E. Boos – Week 2 – Assignment February 17, 2013 The Enron and WoldCom Scandals ENRON 1. The segment of Enron’s operations that got them into difficulties had several parts. They published misleading financial reports. They could not meet their bridge financing commitment with Barclay Bank because outside investors were not found. Because of this, they restated activities of JEDI and Chewco SPEs so they could be retroactively consolidated into Enron’s accounts. The SPEs helped to hide the inaccurate accounting records.
Enron’s legal department wrote contracts that helped provide a cover for misuse of funds regarding the SPEs. Future revenue was reported as current revenue. Stocks were paid with promissory notes instead of cash. They also engaged in off-the-books activities and excessive executive compensation. Enron’s board of directors allowed the executives, accountants and legal department to use Special Purpose Entities (SPEs), a type of partnership, in an attempt to camouflage their debt and create a facade of financial stability (Brooks, 2007). 3. Enron’s directors understood how profits were made.
They also knew management’s activities were dishonest. Andrew Fastow was active in forming the SPE partnerships and his affiliation with LJM2 was a conflict of interest. When Enron began experiencing financial problems in October 2001, the board of directors began holding special meetings. They were paid with cash, restricted stock, phantom stock units and stock options. The Senate Subcommittee Report, dated July 8, 2002, found that the Enron board of directors was aware that employees participated in management of the SPEs which was a conflict of interest.

The directors ignored the inaccurate accounting, extensive unrecorded activities and excessive executive compensation. The Senate report discovered that the board of directors knew of financial activities between Enron and some of the board’s members. The board permitted consulting services, internal audits, and external audits to be performed by the same company, namely, Arthur Andersen (Brooks, 2007). 5. Ken Lay was chairperson of the board. He reassumed the position of CEO after Skilling resigned. As CEO he oversaw all of Enron’s activities.
Lay and Whaley directed Causey to sell the Raptor SPEs. The sale price of was privately negotiated between Fastor, on behalf of Enron, and Kopper on behalf of LJM2. Lay did not interfere when Arthur Andersen directed Enron to record the buyout excess money as income. He knowingly allowed fraudulent activities and false information to be included in the financial reports. This was unethical. The Powers Report identifies seven questionable accounting issues concerning the sale of the Raptors (Brooks, 2007). 6.
The board of directors did not insist that full disclosure of Enron’s earning be made available to the public and the shareholders. They allowed inaccurate reports to be published. Since they did not challenge management involvement in fraudulent activities, this meant the shareholders interests were not protected (Brooks, 2007). 9. Conflict of interest concerning SPE activities occurred because Enron employees were active in managing certain SPEs. Losses were not reported in end of year reports to offset other nonprofitable dealings.
Arthur Andersen did not report all of the earnings and helped Enron cover up losses.
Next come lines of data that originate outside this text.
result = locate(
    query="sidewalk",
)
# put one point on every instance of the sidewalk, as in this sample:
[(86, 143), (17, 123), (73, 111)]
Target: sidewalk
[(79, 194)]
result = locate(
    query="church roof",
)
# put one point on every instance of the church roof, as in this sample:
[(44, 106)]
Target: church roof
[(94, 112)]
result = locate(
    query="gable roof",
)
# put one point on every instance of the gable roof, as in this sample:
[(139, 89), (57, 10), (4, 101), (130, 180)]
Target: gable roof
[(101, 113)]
When Andrew Fastow, wanted to manage the SPE, Chewco, he was advised by Jeffrey Skilling who was on the board of directors, that he should not manage Chewco because it would be a conflict of interest. Instead, Fastow appointed Michael Kopper who worked for him at Enron, to manage Chewco (Brooks, 2007). WORLDCOM 1. To inflate their profit in the current period, WorldCom created overstatements of cash flow and income by inaccurately reporting line costs. Line costs were a major expense to WorldCom.
They were payments WorldCom made to third party telecommunicator network providers for the right to access their networks. These costs should have been shown as an expense rather than appearing on the income statement (Brooks, 2007). 2. WorldCom’s board of directors could have prevented the manipulation of revenue that management used if they had not been intimidated by Bernie Ebbers. They allowed themselves to be intimidated by Bernie Ebbers when he did not want their questions answered or give them more definitive explanations. Eventually, they demanded Bernie Ebber’s resignation and he resigned.
The board of directors scheduled periodic meetings with WorldCom. The directors should have been more involved and familiar with WorldCom’s activities and efforts to manipulate expenses and decreased income (Brooks, 2007). 4. Bernie Ebbers was the CEO of WorldCom, the CFO was Scott Sullivan and David Myers was the Controller. Prior to working for WorldCom they had worked for Arthur Andersen. Arthur Andersen was the auditor for WorldCom. That is why the accountants did not say or do anything to prevent Ebbers’ manipulation of WorldCom’s financial reports (Brooks, 2007). . Ebbers received $408. 2 million dollars as a loan to buy WorldCom stock or for margin calls as the stock price fell. Instead of using the money for the purpose he received it, he used it to buy a cattle ranch in Canada, build a new home, pay for personal expenses of a family member, and provide loans to family and friends (Brooks, 2007). Reference: Brooks, L. J. (2007). Business & professional ethics for directors, executives, & accountants (4th ed. ). Retrieved from The University of Phoenix eBook Collection database.